Searching Aaron Hernandez’s Home
The warrant was for the search of Aaron Hernandez’s home in Franklin, MA. Law enforcement applied for a search warrant in order to seize the cell phone of Carlos Ortiz, a co-defendant of Hernandez in the Bristol County murder trial. And since the cell phone of Ortiz was known by authorities to be at Hernandez’s Franklin home, authorities applied for a warrant to search that location for the cell phone. During the search, police also seized several other pieces of evidence, including dozens of ammunition rounds for various firearms, lease and rental agreements under Hernandez’s name, receipts, mail and checks written to Hernandez, and even keys to a Hummer SUV.
Judge Garsh stated in her 8-page order that the search warrant application filed by the authorities simply failed to provide the proper basis for the lawful issuance of the warrant. Therefore, any evidence obtained during execution of the warrant violated Hernandez’s constitutional protection against unlawful searches and seizures, and so could not be offered into evidence by the prosecutor at trial.

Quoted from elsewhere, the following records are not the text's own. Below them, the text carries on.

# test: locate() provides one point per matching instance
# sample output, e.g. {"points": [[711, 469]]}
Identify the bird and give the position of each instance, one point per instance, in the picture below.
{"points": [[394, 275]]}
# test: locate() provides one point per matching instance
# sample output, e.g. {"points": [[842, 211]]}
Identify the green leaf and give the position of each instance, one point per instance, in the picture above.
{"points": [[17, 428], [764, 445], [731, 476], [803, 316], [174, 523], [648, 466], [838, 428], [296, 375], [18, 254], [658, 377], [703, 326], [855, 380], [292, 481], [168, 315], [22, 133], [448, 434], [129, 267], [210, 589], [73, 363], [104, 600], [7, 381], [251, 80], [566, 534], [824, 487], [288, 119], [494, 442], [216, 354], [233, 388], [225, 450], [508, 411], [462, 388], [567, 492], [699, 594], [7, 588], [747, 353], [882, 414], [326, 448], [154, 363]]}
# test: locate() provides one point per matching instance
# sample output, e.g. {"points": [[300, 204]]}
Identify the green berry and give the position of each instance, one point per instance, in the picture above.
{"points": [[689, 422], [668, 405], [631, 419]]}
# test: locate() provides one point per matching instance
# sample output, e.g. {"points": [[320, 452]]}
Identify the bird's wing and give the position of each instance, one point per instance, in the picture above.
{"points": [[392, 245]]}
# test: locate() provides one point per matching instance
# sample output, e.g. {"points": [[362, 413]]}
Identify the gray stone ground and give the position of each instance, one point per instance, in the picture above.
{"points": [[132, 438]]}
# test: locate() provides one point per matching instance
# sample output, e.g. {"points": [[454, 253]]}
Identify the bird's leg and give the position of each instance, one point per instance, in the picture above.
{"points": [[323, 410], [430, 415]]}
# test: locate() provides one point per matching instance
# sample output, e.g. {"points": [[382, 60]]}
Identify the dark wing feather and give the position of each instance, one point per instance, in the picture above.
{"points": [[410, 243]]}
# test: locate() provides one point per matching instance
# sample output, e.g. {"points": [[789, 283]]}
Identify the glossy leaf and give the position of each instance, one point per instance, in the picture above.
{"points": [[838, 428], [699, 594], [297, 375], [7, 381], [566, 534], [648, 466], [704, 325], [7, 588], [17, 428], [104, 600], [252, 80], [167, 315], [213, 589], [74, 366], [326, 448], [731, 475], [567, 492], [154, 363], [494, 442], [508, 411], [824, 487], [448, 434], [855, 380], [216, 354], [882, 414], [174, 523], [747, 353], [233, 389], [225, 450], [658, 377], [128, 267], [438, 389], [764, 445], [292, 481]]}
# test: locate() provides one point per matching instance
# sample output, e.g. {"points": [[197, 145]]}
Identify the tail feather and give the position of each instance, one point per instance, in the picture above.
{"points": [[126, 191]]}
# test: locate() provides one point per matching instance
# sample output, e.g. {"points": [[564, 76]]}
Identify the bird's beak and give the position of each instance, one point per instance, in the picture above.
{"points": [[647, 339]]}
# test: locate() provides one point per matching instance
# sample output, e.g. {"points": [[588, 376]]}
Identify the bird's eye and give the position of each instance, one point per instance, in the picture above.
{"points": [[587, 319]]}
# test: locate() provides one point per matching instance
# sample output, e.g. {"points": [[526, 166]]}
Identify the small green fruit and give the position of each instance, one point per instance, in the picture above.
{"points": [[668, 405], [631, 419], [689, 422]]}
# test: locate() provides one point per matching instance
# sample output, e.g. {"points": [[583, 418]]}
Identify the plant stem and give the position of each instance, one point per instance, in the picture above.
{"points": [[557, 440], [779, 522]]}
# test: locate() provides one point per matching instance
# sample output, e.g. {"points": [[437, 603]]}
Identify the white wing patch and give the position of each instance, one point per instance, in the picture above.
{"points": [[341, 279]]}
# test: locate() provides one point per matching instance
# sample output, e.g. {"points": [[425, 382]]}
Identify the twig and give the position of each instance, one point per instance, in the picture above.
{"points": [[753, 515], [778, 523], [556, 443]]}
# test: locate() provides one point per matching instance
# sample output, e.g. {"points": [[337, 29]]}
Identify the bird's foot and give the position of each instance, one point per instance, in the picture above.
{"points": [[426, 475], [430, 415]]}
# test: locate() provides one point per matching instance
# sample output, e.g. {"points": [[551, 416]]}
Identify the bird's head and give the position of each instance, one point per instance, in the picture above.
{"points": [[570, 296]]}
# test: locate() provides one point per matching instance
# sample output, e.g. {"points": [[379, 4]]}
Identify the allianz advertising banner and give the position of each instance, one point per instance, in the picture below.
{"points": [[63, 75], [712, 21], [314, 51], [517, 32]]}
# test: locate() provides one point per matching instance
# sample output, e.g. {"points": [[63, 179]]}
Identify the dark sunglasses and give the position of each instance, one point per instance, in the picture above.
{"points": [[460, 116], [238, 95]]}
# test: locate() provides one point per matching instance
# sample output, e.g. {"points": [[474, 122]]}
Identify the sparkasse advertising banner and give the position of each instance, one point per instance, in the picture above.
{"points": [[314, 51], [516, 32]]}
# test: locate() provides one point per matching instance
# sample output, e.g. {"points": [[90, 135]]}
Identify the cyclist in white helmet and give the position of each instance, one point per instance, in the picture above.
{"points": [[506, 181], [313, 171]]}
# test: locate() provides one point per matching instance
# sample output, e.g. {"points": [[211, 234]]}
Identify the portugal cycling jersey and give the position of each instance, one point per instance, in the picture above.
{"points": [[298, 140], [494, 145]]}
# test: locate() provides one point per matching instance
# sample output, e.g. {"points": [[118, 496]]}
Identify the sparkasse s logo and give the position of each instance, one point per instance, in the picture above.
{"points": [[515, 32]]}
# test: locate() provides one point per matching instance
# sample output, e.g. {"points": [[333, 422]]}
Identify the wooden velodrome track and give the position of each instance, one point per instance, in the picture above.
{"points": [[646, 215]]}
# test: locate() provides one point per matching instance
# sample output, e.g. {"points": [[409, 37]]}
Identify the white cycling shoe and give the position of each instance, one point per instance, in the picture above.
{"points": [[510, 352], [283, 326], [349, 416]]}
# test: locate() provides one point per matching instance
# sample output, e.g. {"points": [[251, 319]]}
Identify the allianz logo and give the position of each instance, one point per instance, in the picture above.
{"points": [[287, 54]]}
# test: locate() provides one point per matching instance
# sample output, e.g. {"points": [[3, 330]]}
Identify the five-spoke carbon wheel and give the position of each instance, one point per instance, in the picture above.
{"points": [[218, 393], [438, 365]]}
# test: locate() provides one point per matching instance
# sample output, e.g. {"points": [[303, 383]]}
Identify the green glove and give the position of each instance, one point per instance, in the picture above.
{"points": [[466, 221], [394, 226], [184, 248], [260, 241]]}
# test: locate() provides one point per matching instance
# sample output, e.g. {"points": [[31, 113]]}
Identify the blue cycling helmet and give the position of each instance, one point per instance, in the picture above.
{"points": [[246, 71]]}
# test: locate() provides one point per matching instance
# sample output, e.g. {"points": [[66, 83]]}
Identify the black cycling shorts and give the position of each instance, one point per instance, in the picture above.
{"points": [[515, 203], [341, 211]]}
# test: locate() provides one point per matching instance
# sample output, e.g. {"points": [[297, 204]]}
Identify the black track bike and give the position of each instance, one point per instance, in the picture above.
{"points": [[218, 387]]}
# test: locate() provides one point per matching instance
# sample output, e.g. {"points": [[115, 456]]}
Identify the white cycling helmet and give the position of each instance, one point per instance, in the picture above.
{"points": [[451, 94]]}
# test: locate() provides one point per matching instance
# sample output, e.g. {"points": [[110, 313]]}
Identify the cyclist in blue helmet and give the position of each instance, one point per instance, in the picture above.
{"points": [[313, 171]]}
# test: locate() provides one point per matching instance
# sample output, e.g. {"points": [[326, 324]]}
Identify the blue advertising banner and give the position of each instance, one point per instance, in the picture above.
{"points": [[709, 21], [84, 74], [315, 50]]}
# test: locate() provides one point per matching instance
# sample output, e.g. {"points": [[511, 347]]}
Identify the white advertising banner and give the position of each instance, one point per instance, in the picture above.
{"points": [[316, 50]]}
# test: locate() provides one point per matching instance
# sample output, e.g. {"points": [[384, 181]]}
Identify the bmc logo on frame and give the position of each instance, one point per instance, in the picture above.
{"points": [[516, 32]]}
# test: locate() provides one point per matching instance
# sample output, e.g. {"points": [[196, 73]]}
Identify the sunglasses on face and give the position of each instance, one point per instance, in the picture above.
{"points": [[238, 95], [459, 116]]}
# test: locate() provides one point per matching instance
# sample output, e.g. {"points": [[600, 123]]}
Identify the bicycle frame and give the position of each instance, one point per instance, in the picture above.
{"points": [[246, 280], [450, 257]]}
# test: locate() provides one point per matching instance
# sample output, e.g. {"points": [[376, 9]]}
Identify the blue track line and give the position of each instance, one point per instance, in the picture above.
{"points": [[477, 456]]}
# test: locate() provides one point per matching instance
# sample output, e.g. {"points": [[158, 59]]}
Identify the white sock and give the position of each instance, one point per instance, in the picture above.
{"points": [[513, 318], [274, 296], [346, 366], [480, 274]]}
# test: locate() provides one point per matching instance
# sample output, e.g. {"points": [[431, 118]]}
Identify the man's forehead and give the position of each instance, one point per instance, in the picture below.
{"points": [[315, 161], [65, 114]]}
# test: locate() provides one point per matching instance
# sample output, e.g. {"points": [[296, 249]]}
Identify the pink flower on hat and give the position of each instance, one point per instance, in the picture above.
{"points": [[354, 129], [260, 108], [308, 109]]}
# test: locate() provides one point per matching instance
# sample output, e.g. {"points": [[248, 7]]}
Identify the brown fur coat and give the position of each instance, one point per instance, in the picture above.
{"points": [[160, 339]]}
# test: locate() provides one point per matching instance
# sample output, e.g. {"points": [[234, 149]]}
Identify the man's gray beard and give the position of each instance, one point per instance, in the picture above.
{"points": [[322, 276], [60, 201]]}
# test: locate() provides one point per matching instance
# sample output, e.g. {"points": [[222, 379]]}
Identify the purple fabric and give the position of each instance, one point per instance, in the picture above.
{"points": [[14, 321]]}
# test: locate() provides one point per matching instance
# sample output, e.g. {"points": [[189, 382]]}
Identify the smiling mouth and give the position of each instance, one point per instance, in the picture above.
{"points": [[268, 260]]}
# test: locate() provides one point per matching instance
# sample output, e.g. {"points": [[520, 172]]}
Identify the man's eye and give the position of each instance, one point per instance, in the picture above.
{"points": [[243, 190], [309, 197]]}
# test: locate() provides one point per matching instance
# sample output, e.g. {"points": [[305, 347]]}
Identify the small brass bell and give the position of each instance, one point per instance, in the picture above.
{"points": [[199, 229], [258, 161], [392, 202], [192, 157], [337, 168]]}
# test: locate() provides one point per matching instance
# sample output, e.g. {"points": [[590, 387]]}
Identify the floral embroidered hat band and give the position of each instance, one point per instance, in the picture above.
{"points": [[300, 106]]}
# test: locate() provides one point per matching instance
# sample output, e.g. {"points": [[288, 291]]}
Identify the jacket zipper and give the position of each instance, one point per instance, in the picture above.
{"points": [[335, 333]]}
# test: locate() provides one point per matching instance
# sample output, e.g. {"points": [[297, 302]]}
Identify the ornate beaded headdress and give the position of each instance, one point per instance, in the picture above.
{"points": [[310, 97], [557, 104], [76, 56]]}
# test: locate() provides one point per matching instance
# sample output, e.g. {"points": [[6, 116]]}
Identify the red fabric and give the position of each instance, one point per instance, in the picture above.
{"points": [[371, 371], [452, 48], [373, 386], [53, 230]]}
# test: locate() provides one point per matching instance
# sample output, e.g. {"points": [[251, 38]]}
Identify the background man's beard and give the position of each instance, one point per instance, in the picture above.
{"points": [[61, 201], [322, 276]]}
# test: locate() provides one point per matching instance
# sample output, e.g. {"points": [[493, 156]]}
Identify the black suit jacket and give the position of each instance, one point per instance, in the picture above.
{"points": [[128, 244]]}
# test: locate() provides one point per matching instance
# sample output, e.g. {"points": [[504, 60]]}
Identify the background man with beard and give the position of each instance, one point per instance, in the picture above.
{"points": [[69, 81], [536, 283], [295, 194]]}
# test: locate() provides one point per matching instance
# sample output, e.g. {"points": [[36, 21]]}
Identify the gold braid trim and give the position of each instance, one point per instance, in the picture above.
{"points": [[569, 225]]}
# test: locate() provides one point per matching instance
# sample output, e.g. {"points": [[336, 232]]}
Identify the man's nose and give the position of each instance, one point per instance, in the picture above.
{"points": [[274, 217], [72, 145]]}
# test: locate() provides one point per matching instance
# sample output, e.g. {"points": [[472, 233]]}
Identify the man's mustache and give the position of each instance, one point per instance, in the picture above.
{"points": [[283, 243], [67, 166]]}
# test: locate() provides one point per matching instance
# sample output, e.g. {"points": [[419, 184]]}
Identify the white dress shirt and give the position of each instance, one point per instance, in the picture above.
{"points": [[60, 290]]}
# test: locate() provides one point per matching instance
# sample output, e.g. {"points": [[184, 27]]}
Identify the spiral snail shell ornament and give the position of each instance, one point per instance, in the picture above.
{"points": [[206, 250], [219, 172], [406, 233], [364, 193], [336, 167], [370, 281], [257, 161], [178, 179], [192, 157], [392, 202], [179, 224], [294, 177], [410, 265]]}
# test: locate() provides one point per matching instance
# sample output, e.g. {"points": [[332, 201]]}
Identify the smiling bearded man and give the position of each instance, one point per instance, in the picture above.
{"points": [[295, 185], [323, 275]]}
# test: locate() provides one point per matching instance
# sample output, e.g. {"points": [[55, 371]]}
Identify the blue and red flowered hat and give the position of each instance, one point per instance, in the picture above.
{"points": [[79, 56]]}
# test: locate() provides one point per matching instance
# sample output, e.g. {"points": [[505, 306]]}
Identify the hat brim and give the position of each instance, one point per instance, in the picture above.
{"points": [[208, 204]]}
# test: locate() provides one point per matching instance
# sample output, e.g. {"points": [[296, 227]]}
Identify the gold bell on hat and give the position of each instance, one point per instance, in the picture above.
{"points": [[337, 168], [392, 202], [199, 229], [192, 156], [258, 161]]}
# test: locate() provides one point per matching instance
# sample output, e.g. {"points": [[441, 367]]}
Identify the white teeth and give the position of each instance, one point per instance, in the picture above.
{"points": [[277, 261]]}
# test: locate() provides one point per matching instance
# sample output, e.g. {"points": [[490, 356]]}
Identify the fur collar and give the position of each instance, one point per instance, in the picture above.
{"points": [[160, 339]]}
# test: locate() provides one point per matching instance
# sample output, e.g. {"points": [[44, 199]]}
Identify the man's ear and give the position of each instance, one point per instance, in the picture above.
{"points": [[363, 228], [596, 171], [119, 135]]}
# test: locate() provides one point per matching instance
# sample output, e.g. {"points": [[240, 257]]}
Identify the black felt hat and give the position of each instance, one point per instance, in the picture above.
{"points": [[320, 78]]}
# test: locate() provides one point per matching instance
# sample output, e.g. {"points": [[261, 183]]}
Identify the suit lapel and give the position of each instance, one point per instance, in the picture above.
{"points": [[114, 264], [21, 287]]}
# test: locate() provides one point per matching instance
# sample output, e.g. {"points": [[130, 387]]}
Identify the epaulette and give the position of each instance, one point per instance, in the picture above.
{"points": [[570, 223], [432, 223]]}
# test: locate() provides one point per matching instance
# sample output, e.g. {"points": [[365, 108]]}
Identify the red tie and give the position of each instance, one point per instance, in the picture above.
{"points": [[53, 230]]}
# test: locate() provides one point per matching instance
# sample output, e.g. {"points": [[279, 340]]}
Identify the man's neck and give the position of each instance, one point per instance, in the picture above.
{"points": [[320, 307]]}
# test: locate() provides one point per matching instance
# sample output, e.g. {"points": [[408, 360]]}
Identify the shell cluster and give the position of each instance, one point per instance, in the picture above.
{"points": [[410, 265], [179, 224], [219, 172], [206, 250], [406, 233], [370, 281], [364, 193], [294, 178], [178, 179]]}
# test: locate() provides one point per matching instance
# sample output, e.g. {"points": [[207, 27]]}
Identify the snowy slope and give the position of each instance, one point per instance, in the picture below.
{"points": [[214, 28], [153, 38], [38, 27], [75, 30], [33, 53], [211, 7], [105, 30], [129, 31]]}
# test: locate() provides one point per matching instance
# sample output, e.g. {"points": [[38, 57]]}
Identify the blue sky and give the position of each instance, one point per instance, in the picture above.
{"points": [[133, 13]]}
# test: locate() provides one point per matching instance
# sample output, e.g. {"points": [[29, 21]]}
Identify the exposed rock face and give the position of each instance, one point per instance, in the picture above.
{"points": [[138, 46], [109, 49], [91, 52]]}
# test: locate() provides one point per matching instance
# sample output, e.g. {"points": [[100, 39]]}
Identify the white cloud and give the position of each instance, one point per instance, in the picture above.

A search warrant grants law enforcement the authority to intrude on an individual’s privacy by searching their private space – such as a home, office, vehicle, or even their person. Most often, police officers would apply for a search warrant with a magistrate at a local court by submitting a formal application form and attaching an affidavit by the applicant explaining the reason and purpose of the warrant that they seek. Magistrates are allowed to issue the warrant only if the affidavit provides sufficient information to establish that a certain location likely contains evidence pertaining to a crime which the applicant is investigating.
If the magistrate is convinced, a warrant would be issued specifying the particular location, time, and date on which the search should be executed, as well as the particular types of evidence that should be sought during the search. The warrant is then given to law enforcement, which would then execute the warrant but are limited by the specific boundaries in the warrant, including the time, place, and date of execution, as well as the evidence sought. If the executing officers exceeded those boundaries during the execution, any evidence they seize would be held inadmissible as a violation of the suspect’s constitutional right to privacy.
In the case of the search warrant of Hernandez’s Franklin home, Judge Garsh explained that the application attached to the search warrant was deficient in that it failed to state facts establishing a link between Hernandez, Ortiz, and the murder of Lloyd. According to the judge, it is not enough that the affidavit simply state that the police have been conducting an investigation that leads them to believe evidence would be found in the Franklin home. Instead, Judge Garsh stated that the application had to state more specific reasons justifying Hernandez’s Franklin home. And since it failed to do so, any evidence seized would be excluded.
This decision highlights the importance of protecting every criminal suspect’s constitutional rights in the face of any criminal investigation. Judge Garsh made clear that Hernandez’s rights cannot be violated, despite the officers’ good faith and the severity of the criminal charges at stake.